Question 16.SP.10: The extremities of a 4-ft rod weighing 50 lb can move freely......
The extremities of a 4-ft rod weighing 50 lb can move freely and with no friction along two straight tracks as shown. If the rod is released with no velocity from the position shown, determine (a) the angular acceleration of the rod, (b) the reactions at A and B.

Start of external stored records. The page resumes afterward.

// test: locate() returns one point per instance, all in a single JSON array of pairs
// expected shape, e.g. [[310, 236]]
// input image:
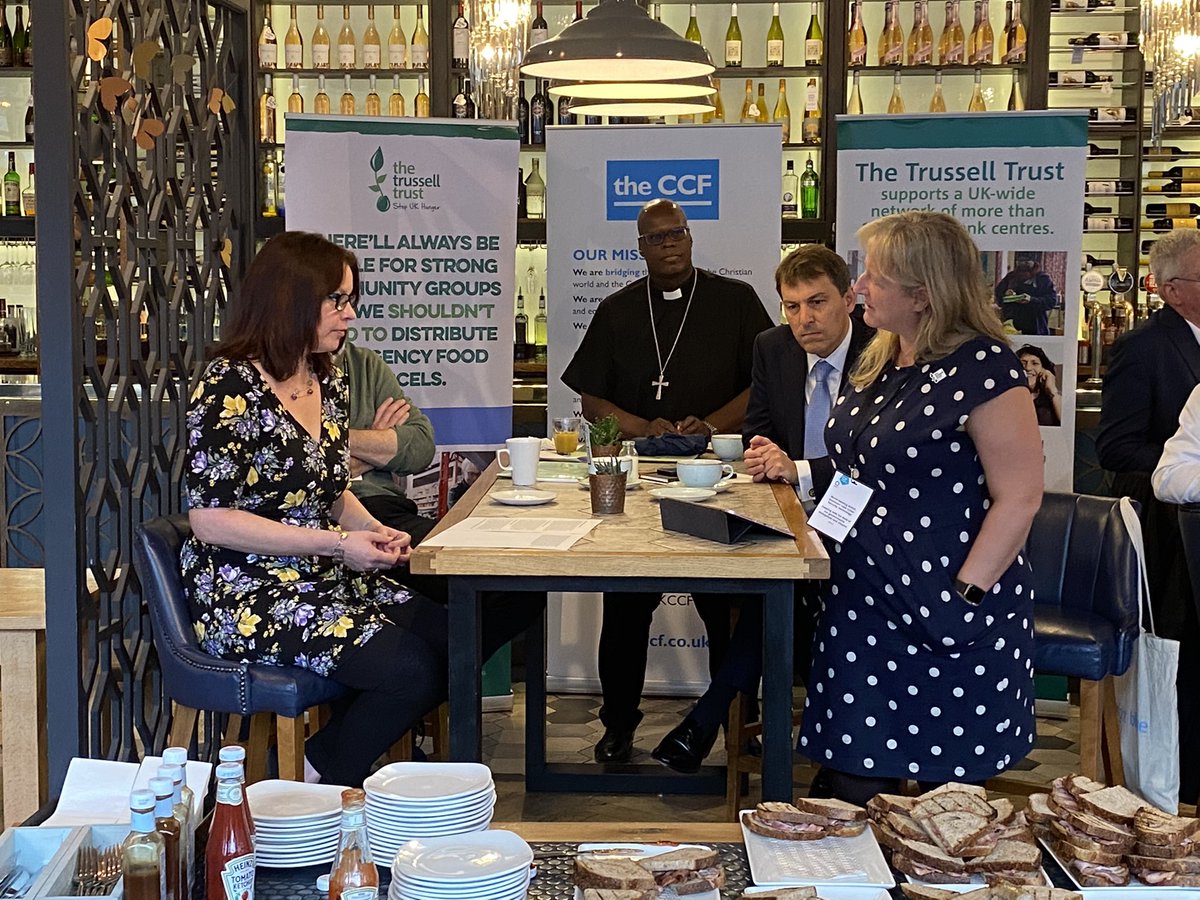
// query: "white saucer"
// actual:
[[522, 497], [683, 493]]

Kinematics of Motion. Since the motion is constrained, the acceleration of G must be related to the angular acceleration α. To obtain this relation, we first determine the magnitude of the acceleration \mathbf{a} _A of point A in terms of α. Assuming that α is directed counterclockwise and noting that a_{B / A}=4 \alpha, we write
\begin{aligned}\mathbf{a} _B & = \mathbf{a} _A+ \mathbf{a} _{B / A} \\{\left[a_B ⦪ 45^{\circ}\right] } & =\left[a_A \rightarrow\right]+\left[4 \alpha ⦫ 60^{\circ}\right]\end{aligned}
Noting that \phi=75^{\circ} and using the law of sines, we obtain
a_A=5.46 \alpha \quad a_B=4.90 \alpha
The acceleration of G is now obtained by writing
\begin{aligned}& \overline{ \mathbf{a} }= \mathbf{a} _G= \mathbf{a} _A+ \mathbf{a} _{G / A} \\& \overline{ \mathbf{a} }=[5.46 \alpha \rightarrow]+\left[2 \alpha ⦫ 60^{\circ}\right]\end{aligned}
Resolving \overline{ \mathbf{a} } into x and y components, we obtain
\begin{array}{lll}\bar{a}_x=5.46 \alpha-2 \alpha \cos 60^{\circ}=4.46 \alpha & \overline{ \mathbf{a} }_x=4.46 \alpha \rightarrow \\\bar{a}_y=-2 \alpha \sin 60^{\circ}=-1.732 \alpha & \overline{ \mathbf{a} }_y=1.732 \alpha \downarrow\end{array}
Kinetics of Motion. We draw a free-body-diagram equation expressing that the system of the external forces is equivalent to the system of the effective forces represented by the vector of components m \overline{ \mathbf{a} }_x \text { and } m \overline{ \mathbf{a} }_y attached at G and the couple \bar{I} \alpha. We compute the following magnitudes:
\begin{aligned}& \bar{I}=\frac{1}{12} m l^2=\frac{1}{12} \frac{50\text{ lb}}{32.2\text{ ft} / s ^2}(4 \text{ ft} )^2=2.07 \text{ lb} \cdot \text{ ft} \cdot s ^2 \quad \bar{I} \alpha=2.07 \alpha \\& m \bar{a}_x=\frac{50}{32.2}(4.46 \alpha)=6.93 \alpha \quad m \bar{a}_y=-\frac{50}{32.2}(1.732 \alpha)=-2.69 \alpha\end{aligned}
Equations of Motion
\begin{aligned}+\uparrow \Sigma M_E=&\Sigma\left(M_E\right)_{\text {eff }}:\\&(50)(1.732)=(6.93 \alpha)(4.46)+(2.69 \alpha)(1.732)+2.07 \alpha\end{aligned}
α = 12.30 rad/s² α = 2.30 rad/s² ↑
\stackrel{+}{\rightarrow} \Sigma F_x=\Sigma\left(F_x\right)_{\text {eff }}: \quad R_B \sin 45^{\circ}=(6.93)(2.30)=15.94R_B=22.5\text{ lb} \quad R _B=22.5 \text{ lb} ⦨ 45^{\circ}
\begin{gathered}+\uparrow \Sigma F_y=\Sigma\left(F_y\right)_{ \text {eff } }: \quad R_A+R_B \cos 45^{\circ}-50=-(2.69)(2.30) \\R_A=-6.19-15.94+50=27.9\text { lb} \quad\quad\quad R _A=27.9 \text { lb} \uparrow\end{gathered}